Эта первая встреча происходит в доме Бизе. Галли-Марье сама так предложила, потому что в ее новой квартире «пока еще ничего не расставлено». Общий язык быстро найден – и она пишет ему через несколько дней: «Милостивый государь, я с нетерпением ожидаю номера своей партии, которую мы с вами просмотрели недавно. Если вы их пошлете по адресу: Сите Малерб, 18, мне их вручат, как только я там появлюсь. Найду время поработать над ними и сообщу вам, если что-нибудь в них меня затруднит». «Я хочу работать только над трудными частями моей партии, а не над партией в целом, ею я займусь с 1 октября, дня начала моего контракта», – пишет она через месяц. А еще через неделю Бизе получает настойчивое напоминание: «Думаю, что, может быть, вы потеряли мой адрес и поэтому мне ничего не прислали; так как большую часть сентября я провожу в путешествиях, то буду признательна, если вы пришлете мне главные номера моей партии, отнюдь не похожей на Анданте Моцарта, с тем, чтобы я смогла понемногу их разучивать. Раз уж опера пойдет, по-видимому, очень скоро, у меня едва хватит времени серьезно над ней поработать, тем более что мне приходится каждый день репетировать и через день играть. – Не думаю, что моя просьба может быть вам неприятна, но если это так, то, пожалуйста, простите меня и считайте, что я ее не выражала. Искренне ваша Галли-Марье».
А задержка вызвана как раз тем, что Бизе в это время сражается с либреттистами.

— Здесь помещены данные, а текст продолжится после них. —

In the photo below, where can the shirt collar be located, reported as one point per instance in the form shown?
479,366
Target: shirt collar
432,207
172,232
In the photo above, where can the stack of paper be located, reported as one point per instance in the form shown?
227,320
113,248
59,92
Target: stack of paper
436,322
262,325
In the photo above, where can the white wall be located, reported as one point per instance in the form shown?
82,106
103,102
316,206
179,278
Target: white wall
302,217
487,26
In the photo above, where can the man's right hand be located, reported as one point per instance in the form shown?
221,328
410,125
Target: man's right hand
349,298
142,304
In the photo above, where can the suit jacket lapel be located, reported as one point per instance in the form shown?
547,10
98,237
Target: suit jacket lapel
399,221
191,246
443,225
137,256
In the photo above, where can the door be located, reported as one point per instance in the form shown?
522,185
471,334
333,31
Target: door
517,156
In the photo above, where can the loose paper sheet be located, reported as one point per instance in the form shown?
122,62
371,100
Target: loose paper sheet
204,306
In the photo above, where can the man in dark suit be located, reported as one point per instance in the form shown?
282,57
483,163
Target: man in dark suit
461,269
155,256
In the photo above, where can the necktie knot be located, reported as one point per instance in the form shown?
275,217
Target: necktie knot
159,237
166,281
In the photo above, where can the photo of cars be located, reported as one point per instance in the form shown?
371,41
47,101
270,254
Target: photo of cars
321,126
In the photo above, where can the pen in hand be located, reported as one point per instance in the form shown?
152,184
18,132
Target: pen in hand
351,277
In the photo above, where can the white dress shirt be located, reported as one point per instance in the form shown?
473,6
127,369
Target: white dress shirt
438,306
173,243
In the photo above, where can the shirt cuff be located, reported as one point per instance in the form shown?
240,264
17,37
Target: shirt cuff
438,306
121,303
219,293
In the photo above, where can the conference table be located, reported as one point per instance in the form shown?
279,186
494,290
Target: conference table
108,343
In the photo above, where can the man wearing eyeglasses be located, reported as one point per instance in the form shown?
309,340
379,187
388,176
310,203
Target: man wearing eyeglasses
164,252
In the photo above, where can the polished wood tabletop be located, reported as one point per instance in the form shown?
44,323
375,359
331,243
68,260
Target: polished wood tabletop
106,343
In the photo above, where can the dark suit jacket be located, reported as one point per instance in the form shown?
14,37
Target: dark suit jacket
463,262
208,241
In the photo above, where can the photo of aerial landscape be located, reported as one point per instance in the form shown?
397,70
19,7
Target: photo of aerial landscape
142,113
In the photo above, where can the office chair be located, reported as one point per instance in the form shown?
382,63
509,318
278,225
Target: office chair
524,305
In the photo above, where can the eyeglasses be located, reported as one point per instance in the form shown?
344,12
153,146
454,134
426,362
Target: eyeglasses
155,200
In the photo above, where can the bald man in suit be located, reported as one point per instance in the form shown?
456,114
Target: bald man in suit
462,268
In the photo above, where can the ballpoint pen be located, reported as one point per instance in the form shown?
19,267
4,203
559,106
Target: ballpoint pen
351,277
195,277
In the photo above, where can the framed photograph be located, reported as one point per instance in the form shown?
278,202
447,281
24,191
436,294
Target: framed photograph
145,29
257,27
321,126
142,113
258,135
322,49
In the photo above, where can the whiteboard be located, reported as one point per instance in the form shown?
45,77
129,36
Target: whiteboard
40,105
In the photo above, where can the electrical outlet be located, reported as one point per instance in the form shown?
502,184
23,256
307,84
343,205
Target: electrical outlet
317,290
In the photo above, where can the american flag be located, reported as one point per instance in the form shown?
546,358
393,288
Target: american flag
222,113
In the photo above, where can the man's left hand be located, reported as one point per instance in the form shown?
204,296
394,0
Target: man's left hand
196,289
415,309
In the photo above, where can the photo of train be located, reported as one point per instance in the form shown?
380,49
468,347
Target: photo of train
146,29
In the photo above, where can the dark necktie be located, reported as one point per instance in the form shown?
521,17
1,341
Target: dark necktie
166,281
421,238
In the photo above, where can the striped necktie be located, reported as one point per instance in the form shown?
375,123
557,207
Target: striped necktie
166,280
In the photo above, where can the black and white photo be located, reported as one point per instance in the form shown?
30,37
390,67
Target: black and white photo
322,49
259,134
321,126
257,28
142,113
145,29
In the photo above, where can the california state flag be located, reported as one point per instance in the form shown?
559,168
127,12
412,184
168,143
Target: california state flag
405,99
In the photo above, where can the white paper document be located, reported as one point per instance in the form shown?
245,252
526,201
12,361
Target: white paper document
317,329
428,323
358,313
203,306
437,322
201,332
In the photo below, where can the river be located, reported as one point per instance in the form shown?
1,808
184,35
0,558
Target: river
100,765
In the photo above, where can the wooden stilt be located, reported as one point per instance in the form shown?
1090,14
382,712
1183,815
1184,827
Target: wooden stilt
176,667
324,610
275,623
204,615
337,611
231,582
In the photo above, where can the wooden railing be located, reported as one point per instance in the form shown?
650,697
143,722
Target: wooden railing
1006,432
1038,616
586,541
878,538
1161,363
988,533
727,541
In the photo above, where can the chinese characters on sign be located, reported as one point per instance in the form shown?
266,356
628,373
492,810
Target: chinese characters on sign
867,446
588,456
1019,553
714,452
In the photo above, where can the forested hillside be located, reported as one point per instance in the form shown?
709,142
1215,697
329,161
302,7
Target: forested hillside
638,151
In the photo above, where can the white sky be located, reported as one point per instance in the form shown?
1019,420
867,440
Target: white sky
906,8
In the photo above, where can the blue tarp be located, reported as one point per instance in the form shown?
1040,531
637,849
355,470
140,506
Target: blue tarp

Галеви предлагает изящно-легкомысленный тон для первого появления Карменситы:
Иллюзия и фантазия —
Так начинается любовь
На всю жизнь,
Или на восемь месяцев,
Или на шесть дней.
Утром на своем пути
Повстречаешься с нею —
Вот она:
Приходит – когда не ждешь,
И когда не ждешь —
Уходит.
Она вас берет,
Возвышает,
Делает с вами, что хочет.
Это безумие, сон —
И он продолжается,
Сколько она пожелает.
– Нет, это не так, – заявляет Бизе. – В этой арии нужно «кредо» Кармен.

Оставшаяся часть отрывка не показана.